Healing à la Hogwarts – Lessons from Harry Potter for Medicine – Knowledge

Spontaneous healing, incantations, magical rituals: why medicine should take a quick look at the Hogwarts universe.

It is a plea for talking medicine, for better or for worse. How else would one understand the results that Vincent Gärtner from the Hauner Children’s Hospital in Munich and colleagues from the Medical Journal of Australia published? The researchers evaluated 1,541 illnesses, injuries and deaths that occurred in the Harry Potter universe. Although Lord Voldemort’s multiple mortality was factored out, morbidity and mortality in and around the Hogwarts wizarding boarding school were surprisingly high.

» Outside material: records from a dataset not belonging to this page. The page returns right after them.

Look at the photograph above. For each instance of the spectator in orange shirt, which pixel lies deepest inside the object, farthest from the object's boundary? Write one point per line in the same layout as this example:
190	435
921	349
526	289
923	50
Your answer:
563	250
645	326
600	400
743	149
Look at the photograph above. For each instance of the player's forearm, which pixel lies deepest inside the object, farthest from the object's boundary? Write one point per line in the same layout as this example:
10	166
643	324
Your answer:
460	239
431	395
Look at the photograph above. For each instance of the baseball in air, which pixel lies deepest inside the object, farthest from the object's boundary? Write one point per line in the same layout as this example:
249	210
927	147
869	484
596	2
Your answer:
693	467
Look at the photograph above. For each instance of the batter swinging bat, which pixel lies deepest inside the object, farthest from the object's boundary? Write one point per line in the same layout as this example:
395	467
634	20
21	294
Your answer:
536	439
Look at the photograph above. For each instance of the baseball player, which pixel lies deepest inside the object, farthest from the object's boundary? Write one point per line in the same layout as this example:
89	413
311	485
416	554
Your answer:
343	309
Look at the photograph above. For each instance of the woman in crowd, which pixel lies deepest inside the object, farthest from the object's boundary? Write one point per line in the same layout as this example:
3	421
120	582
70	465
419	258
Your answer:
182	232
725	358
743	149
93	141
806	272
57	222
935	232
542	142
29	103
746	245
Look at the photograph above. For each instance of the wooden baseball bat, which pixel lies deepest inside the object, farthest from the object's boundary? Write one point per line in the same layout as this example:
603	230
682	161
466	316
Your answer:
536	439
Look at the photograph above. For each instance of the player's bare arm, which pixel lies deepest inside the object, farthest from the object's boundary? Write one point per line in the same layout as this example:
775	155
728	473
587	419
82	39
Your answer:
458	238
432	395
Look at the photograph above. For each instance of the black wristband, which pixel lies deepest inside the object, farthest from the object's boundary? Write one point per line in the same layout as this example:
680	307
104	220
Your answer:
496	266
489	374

A number of incidents were due to duels, falls from broomsticks or poisoning, curses and spells caused suffering. The latter is further evidence of what white-coated medical mages can do to the Muggle world when they babble on and unsettle people. To say to the perfectly healthy bon vivant: “You are a risk patient!”; or to the pregnant woman: “Oh, the head is a bit big!” – because the ultrasound head is positioned askew. Those would be sentences.

Blockbusters like the “Peed Up Potion” should be further explored

At the same time, the retrospective study shows how important trust in one’s own body and in the treating magician are for recovery. Spontaneous healing mostly occurred in magic students, witches and elves. Hospital stays lasted less than a week in 99 percent of cases, underscoring the value of strengthening the outpatient sector.

If the ailments didn’t go away on their own, magical rituals and incantations helped; a clear indication of the healing effect of speaking medicine. Doctors should also be encouraged to trust the power of a successful staging and to celebrate their art – “Drama, Baby” – more effectively. Even with limited verbal skills, they should rely on doctor-patient communication instead of staring at the screen during consultation hours.

Hardly any original recipes have been handed down, but the Harry Potter world even has lessons for the pharmaceutical industry. Instead of getting bogged down, blockbusters like the “Pepper-Up Potion” should be further researched and offered as cheap generics. A number of other medications, on the other hand, are superfluous. Muggle medicine can learn a lot from the magical world – like finally learning to tell the important from the unimportant.